Los resultados de esta formación fueron especialmente buenos en la región de Provence-Alpes-Costa d' Azul (sureste), donde pese a ser la tercera fuerza por detrás de socialistas y UMP obtuvo cerca de un cuarto de los votos (23,8 por ciento).
También obtuvo buenos resultados en la región de Nord-Pas-de-Calais (norte), donde Marine Le Pen, hija del histórico fundador del partido, Jean Marie Le Pen, obtuvo un 22 por ciento de los votos.
Royal arrasa
En el resto de las regiones, los partidos de izquierda obtuvieron claras mayorías. En la región de Poitou-Charentes, el Partido Socialista encabezado por Ségolene Royal, candidata presidencial en los pasados comicios y aspirante al liderazgo de su formación, obtuvo el 60,6 por ciento de los votos.

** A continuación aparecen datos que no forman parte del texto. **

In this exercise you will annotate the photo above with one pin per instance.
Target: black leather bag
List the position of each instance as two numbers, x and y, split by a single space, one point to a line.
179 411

Se trata de una ventaja de más de 20 puntos con respecto a Dominica Bussereau, secretaria de Estado de Transportes, que obtuvo un 39 por ciento de los votos.

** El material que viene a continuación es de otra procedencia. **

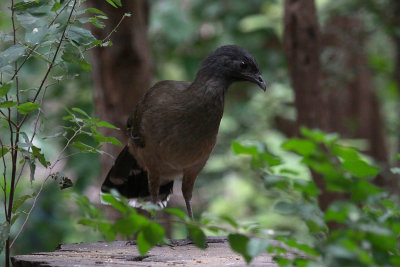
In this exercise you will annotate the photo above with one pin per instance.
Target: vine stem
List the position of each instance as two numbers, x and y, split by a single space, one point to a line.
54 59
14 145
77 132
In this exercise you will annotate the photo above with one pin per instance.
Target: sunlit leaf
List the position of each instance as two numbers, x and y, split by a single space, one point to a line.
17 203
285 207
11 54
143 245
4 234
28 107
360 168
3 151
8 104
300 146
106 124
5 88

Los partidos de izquierda también se impusieron en la región de Ile-de-France, donde se encuentra París. Allí la izquierda obtuvo el 55 por ciento de los votos y la UMP, cuya cabeza de lista era la ministra de Educación Superior e Investigación, Valérie Pécresse, cosechó el 44 por ciento de los sufragios. A pesar de estos más de 11 puntos de diferencia con la izquierda, Pécresse fue el miembro del Ejecutivo de Sarkozy que mejores resultados obtuvo en estas elecciones.
Sarkozy y Fillon se ha reunido este lunes para analizar la derrota electoral
El presidente francés, Nicolas Sarkozy, se ha reunido este lunes con el primer ministro, Francois Fillon, para analizar las consecuencias de la dura derrota sufrida por el partido gubernamental Unión por un Movimiento Popular (UMP) en las elecciones regionales celebradas este pasado fin de semana.
Fillon declaró el domingo que aceptaba su parte de culpa por la que supone una de las peores derrotas para la centro derecha desde hacía décadas. Aunque no se prevé que Fillon ofrezca su renuncia, algunos ministros podrían perder sus cargos.